Some 310 people arrived on Sunday, taking the total this year past 11,000.

And Border Force will be concerned about the growing number of people arriving as the weather improves.

Home Office records show more than 300 asylum seekers have arrived on three of the last four days.

It comes as Labour was forced to rewrite Keir Starmer's flagship migrant deal with France amid fears migrants were just returning in lorries.

The "one-in-one-out" agreement said asylum seekers caught in a boat could be returned.

But smugglers began trafficking migrants already deported from the UK back in lorries.

So the Home Office agreed with Paris to create "returnee" cases.

Officials believe at least four migrants deported from France travelled back in a lorry over a two-week period in March.

The UK has removed to France 921 migrants who arrived on small boats since the treaty came into effect on 6 August last year, which represents 3.5% of all such arrivals in the same period.
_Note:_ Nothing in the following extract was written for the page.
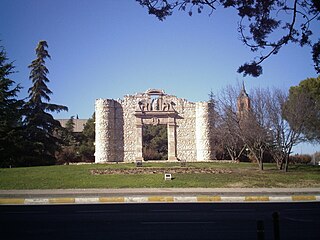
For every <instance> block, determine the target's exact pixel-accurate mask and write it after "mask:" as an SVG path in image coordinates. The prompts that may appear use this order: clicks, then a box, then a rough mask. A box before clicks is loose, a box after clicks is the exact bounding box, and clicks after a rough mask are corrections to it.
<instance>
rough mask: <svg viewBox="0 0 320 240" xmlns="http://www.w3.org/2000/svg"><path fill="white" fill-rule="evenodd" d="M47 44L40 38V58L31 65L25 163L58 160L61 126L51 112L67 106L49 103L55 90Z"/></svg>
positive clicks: (52, 160) (66, 107)
mask: <svg viewBox="0 0 320 240" xmlns="http://www.w3.org/2000/svg"><path fill="white" fill-rule="evenodd" d="M47 47H48V45H47V42H46V41H40V42H39V44H38V46H37V48H36V55H37V58H36V59H35V60H33V61H32V63H31V65H30V66H29V68H30V69H31V72H30V80H31V81H32V83H33V85H32V87H30V88H29V91H28V92H29V100H28V102H27V103H26V104H25V119H24V125H25V139H26V147H27V148H28V149H29V151H28V153H26V158H27V160H28V162H26V165H49V164H54V163H55V160H56V159H55V152H56V151H57V150H58V149H59V139H58V138H57V137H56V136H55V132H56V131H57V129H59V128H61V126H60V123H59V121H57V120H55V119H54V118H53V117H52V115H51V114H50V112H60V111H66V110H68V108H67V107H65V106H62V105H56V104H51V103H49V102H50V97H49V95H50V94H52V92H51V91H50V89H49V88H48V86H47V85H46V83H48V82H49V79H48V78H47V74H48V73H49V71H48V69H47V67H46V66H45V60H46V59H47V58H49V59H50V55H49V53H48V51H47V50H46V48H47Z"/></svg>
Home Secretary Shabana Mahmood, in a letter to Laurent Nuñez, the French interior minister, said: “Following our recent meeting which allowed us to observe the quality of the cooperation established under the agreement … I wish to propose an addition to the objectives of the agreement, explicitly adding the objective of deterring clandestine returns to the UK by individuals previously transferred to France under the agreement.”

Organised crime gangs have spread out even further along the coast, as far south as Dieppe, to avoid French law enforcement efforts.

Migrants are now being forced to spend 20 hours on dangerously overcrowded dinghies which often fill up with water and petrol.

Dr Peter Walsh, senior researcher at the Migration Observatory at the University of Oxford, said: "Arguably this is the strongest indicator that French and British enforcement efforts on the French coastline are having an impact because they are changing smuggler behaviour.

"That does suggest departing from the usual places in Northern France is becoming less viable, but it also means the boats and migrants are taking potentially longer and more dangerous journeys."

"Organised crime are adapting their tactics to stretch greater attempts by law enforcement particularly in France, in particular by launching from the Belgian coast," said John Vine, the former Independent Chief Inspector of Borders and Immigration.

"Although the figures for crossings are down on last year , the fact remains that this trade will continue unless and until there is a credible deterrent to tackle the demand.

"Enforcement alone will not end illegal small boat crossings."